Re: it reduces to the remarkably stupid proposition that 1 1.

Sorry about that confusing tidbit. Apparently something on the site drops the signs “” when they are used together. Consider that to have said “one is not equal to one”.

#2 Comment By JonF On January 10, 2016 @ 3:25 pm

Re: most authors seem to get a bit senile in the later components of a long series.

Perhaps we are fortunate then that Mr. Martin cannot get his act together enough to write any more “Game of Thrones” books.

#3 Comment By KD On January 10, 2016 @ 9:20 pm

1. Why doesn’t Wheaton have a right to be wrong?

2. If God doesn’t exist (as “we” all know) or true knowledge of God is impossible (as “we” all know), on what basis can anyone say Wheaton is not entitled to its own beliefs? If knowledge of God is possible, then why isn’t that knowledge taught in public schools? It would seem important if there was a God, and God was in some way knowable.

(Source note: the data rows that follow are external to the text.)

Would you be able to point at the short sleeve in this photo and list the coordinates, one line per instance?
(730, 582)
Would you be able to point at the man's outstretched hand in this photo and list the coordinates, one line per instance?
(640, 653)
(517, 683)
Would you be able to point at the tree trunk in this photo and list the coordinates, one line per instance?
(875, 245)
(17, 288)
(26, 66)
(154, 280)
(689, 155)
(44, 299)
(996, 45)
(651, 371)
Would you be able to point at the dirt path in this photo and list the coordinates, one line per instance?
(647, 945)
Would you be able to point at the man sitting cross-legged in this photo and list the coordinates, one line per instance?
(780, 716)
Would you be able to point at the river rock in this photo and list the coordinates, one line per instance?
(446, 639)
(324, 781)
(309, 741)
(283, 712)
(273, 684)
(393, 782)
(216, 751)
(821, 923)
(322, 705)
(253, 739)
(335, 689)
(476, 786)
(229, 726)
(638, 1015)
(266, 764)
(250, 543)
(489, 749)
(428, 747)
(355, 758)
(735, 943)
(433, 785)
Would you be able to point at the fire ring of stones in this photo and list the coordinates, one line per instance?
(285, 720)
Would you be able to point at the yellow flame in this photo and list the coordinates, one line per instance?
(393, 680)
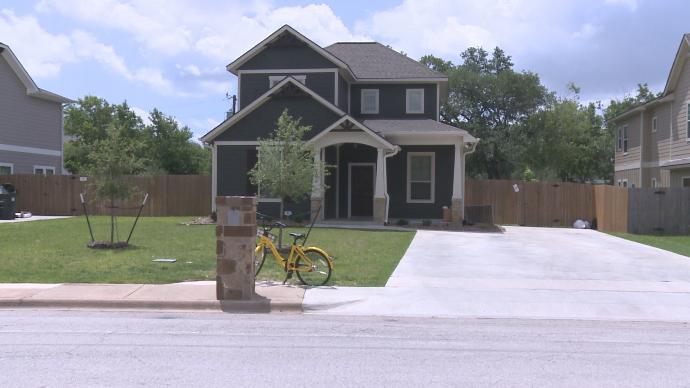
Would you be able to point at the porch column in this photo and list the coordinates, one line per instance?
(380, 189)
(316, 190)
(457, 199)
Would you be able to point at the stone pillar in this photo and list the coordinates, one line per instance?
(457, 202)
(235, 243)
(380, 188)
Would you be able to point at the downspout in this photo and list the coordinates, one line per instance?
(385, 179)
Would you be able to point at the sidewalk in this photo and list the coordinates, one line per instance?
(271, 297)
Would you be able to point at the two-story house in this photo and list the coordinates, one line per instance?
(653, 139)
(31, 122)
(374, 115)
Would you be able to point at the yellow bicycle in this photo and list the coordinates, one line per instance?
(312, 265)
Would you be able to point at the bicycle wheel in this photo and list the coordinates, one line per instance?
(314, 269)
(259, 259)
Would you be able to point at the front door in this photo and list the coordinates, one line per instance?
(361, 190)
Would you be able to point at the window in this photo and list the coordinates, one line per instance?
(420, 177)
(274, 79)
(6, 168)
(625, 138)
(370, 101)
(414, 101)
(44, 170)
(687, 127)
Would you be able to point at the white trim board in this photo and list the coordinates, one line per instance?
(408, 183)
(30, 150)
(349, 185)
(220, 128)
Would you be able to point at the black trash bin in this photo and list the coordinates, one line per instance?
(8, 201)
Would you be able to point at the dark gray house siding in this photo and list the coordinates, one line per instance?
(392, 100)
(288, 53)
(252, 86)
(397, 183)
(343, 94)
(262, 121)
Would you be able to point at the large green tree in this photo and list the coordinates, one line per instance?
(167, 147)
(491, 100)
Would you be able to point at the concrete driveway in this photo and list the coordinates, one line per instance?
(524, 273)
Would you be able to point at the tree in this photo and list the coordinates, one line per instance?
(168, 147)
(114, 157)
(568, 141)
(285, 168)
(491, 100)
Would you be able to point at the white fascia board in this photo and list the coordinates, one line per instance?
(259, 101)
(234, 66)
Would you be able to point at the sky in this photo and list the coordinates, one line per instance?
(171, 54)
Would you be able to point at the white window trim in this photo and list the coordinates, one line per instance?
(626, 140)
(44, 169)
(273, 80)
(410, 155)
(361, 101)
(682, 179)
(10, 165)
(407, 101)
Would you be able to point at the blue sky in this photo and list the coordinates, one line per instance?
(171, 54)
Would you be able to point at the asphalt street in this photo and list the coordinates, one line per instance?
(90, 348)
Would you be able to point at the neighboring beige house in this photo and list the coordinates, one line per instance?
(31, 125)
(653, 140)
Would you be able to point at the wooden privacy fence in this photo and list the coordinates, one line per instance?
(534, 203)
(169, 195)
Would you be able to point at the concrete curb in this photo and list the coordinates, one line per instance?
(229, 306)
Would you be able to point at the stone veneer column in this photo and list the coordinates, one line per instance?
(235, 243)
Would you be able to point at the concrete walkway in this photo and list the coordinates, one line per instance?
(523, 273)
(177, 296)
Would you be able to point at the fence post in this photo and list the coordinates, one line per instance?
(236, 240)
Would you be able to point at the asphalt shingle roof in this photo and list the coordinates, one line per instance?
(375, 61)
(388, 126)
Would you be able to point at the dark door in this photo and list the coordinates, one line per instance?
(361, 191)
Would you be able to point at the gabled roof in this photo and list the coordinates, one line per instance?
(235, 65)
(261, 100)
(348, 119)
(374, 61)
(31, 88)
(388, 127)
(678, 64)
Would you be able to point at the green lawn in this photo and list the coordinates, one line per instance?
(677, 244)
(55, 252)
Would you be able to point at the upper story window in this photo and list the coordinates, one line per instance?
(274, 79)
(44, 170)
(687, 128)
(625, 138)
(370, 101)
(414, 101)
(6, 168)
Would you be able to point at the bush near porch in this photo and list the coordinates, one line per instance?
(55, 252)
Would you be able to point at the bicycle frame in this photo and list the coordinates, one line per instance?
(296, 250)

#4 Comment By cken On January 10, 2016 @ 10:56 pm

I think Wheaton represents many narrow minded, intolerant, content and comfortable, we want you to join us if you are just like us Christians. To that extent they were exactly right in doing what they did. It certainly makes me as a Christian want to distance myself from organized religions. Does anybody know where the SBNRs hold their meetings.

[NFR: Oh, come off it. You have no interest in Christianity anyway. Nobody is fooled. — RD]

#5 Comment By Hector_St_Clare On January 11, 2016 @ 3:06 am

Siarlys,

Or are Jews and Muslims worshipping a “God” who simply does not exist, albeit neither worship graven images?

It’s possible they’re worshipping nothing at all. It’s also possible they’re worshipping some lesser spiritual being, good or ill. This is more or less what I’d say about Hindus, for that matter. What I do feel confident in saying is that I don’t think that the being described in Genesis and the Quran is congruent with the true God. I don’t see why you find it confusing.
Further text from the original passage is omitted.